Above a structure, there is pressure difference of 2.6 Pa (cf. the above example) with the highest pressure being inside. The indoor air temperature is 20 °C with an RH of 40 %, which means that the water vapour content is approx. 6.9 g/m³.

By using the above formulae ((23) and (24)), the moisture transport for convection through potential leakages in various types of structures can be calculated.

Through a 1 m long and 1 mm wide gap in an exterior brick wall with a thickness of 300 mm, there is a moisture transport of approx.:

G = 1700 ∙ (A ∙ b²)/d ∙ Δp ∙ ν= 1700 ∙ (1 ∙ 0.001 ∙ 0.001²)/0.300 ∙

2.6 ∙ 6.9 = 0.60 g/hour = 8.8 g/24-hour period

Through a 1 m long crack with 1 mm width in a vapour barrier, eg in a ceiling as described in the example about moisture transport by diffusion, cf. the section about Diffusion in Materials, there is a moisture transport equivalent to about:

G = 0,8 ∙ A ∙ Δp^0,5 ν = 0,8 ∙ (1 ∙ 0,001) ∙ 2,6^0,5 ∙ 6,9 = 42,0 g/hour = 768 g/24-hour period

Comparing the example of diffusion where identical temperature and moisture conditions are applied, it is evident that under normal conditions, far larger amounts of moisture can be transported by convection than by diffusion.
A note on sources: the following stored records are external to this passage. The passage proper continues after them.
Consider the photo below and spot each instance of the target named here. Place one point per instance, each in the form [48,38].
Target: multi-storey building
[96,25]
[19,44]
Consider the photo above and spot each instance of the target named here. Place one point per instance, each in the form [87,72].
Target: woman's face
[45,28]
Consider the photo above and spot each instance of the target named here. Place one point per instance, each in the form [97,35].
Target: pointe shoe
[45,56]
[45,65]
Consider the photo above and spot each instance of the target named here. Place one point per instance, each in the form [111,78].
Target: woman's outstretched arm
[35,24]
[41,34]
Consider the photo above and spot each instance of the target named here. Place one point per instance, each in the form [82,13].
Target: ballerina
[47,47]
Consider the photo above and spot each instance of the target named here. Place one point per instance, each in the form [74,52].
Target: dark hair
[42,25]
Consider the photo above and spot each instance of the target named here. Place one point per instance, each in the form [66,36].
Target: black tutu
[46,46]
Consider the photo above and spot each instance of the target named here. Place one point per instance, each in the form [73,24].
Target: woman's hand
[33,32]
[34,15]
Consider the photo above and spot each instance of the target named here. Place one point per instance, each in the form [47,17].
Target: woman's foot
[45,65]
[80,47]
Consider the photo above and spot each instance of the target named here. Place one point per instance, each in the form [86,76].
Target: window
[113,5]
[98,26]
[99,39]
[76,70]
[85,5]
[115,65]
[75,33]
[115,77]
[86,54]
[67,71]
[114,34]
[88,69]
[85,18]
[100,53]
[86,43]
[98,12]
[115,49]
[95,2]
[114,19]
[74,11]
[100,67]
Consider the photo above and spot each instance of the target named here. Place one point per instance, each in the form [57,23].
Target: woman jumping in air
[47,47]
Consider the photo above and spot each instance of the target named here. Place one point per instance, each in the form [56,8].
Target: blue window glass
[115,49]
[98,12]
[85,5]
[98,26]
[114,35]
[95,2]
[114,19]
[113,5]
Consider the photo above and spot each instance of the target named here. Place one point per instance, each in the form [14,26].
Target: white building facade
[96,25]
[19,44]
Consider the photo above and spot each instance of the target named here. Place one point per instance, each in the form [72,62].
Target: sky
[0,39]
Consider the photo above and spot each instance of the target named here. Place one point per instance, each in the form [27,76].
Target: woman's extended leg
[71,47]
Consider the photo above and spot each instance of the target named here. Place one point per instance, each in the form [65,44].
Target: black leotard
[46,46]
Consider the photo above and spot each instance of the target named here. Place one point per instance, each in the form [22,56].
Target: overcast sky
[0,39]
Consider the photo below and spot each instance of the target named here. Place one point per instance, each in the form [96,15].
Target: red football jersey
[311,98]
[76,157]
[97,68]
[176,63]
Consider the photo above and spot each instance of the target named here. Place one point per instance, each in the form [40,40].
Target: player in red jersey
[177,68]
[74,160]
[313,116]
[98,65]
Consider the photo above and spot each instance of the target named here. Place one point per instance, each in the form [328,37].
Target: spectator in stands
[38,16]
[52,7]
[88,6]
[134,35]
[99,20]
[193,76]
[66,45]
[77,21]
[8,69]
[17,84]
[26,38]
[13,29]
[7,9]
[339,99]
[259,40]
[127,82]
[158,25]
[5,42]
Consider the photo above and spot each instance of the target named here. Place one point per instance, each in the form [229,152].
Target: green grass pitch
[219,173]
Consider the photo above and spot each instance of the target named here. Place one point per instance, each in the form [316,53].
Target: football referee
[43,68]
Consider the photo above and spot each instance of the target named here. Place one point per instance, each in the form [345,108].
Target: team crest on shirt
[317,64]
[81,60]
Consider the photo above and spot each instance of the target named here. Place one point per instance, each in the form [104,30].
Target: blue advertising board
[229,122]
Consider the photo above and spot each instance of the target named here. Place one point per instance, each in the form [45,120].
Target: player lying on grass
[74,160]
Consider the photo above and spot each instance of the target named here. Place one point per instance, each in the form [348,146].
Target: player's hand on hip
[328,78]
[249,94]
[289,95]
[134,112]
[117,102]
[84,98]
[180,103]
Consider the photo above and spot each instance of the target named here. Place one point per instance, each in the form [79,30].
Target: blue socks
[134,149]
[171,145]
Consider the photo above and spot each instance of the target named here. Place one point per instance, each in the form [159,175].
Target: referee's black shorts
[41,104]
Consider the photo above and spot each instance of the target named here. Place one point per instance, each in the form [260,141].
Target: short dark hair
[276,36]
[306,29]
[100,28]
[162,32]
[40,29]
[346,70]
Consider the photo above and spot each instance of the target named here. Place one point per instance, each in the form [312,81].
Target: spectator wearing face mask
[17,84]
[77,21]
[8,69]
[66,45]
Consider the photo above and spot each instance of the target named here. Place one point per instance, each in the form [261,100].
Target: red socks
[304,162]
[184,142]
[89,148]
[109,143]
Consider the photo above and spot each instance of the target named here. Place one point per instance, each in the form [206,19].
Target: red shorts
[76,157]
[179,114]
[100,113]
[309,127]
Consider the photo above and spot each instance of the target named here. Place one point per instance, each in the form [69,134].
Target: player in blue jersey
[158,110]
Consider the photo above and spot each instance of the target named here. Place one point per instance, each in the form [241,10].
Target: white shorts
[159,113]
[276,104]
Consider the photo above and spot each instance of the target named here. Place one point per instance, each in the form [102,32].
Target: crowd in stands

In the examples, the exchanges are 8 g/24-hour period for diffusion via the total loft surface and 768 g/24-hour period for convection through a gap.

2.4.2 Drying Out Construction-related Moisture

Large amounts of water may have entered the building during construction. This moisture may result from the water added to mortar and concrete, damp materials being supplied to the construction site, or precipitation during construction.

The drying rate depends on how big a difference there is between the water vapour content of the air inside the pores of the material and in the ambient air. In the pores of moist materials, the humidity is always 100 % RH, corresponding to the top curve in the water vapour chart. When the temperature is increased, the water vapour content in the material’s pores will rise as will the difference between water vapour content and that of the ambient air, assuming that the water vapour content of the indoor air is kept low via airing.

In summer, there may be a difference between the water vapour content in the pores of wet materials and indoor air of approx. 7 g per m3, but in winter, the difference is less than 1 g per m3 if the room is unheated. In winter, the best drying conditions exist if the temperature is kept to at least 20 °C, which gives a difference in water vapour content of around 13 g per m3. To achieve the same drying-out rate in winter as in summer, it will only be necessary to keep the temperature at approx. 13 °C. While being heated, the building should be constantly aired out.

Condensation Drying

Condensation drying sends the indoor air through a cooling system with a refrigeration compressor cooling the air down to a few degrees above freezing. During this process, water is separated from the air. The air is immediately reheated.

This method is only effective at temperatures above 10–15 °C.

Absorption Drying

Absorption drying will dehumidify the air by sending it through a moisture-absorbent material in a rotor where the material is regenerated with warm air. This method can be applied at relatively low temperatures (see Figure 25).

Absorption drying can be used to dry out a building in winter without heating it. Absorption drying can also be used to maintain a low relative humidity in unheated storage halls, etc. Dehumidification using the absorption method will achieve a lower moisture content than condensation drying.

Both methods require the building to be tightly closed, as the circulated air is relatively dry. If air can penetrate from the outside, energy will be used to dehumidify the outside air rather than drying out the building.

he figure shows a dehumidification process using condensation drying where water is separated out in a cooling system with a cooling compressor, and absorption drying where water is separated out through a moisture-absorbent material.

Figure 25. The figure shows a dehumidification process using condensation drying where water is separated out in a cooling system with a cooling compressor, and absorption drying where water is separated out through a moisture-absorbent material. The latter method is especially suited for use in winter without heating.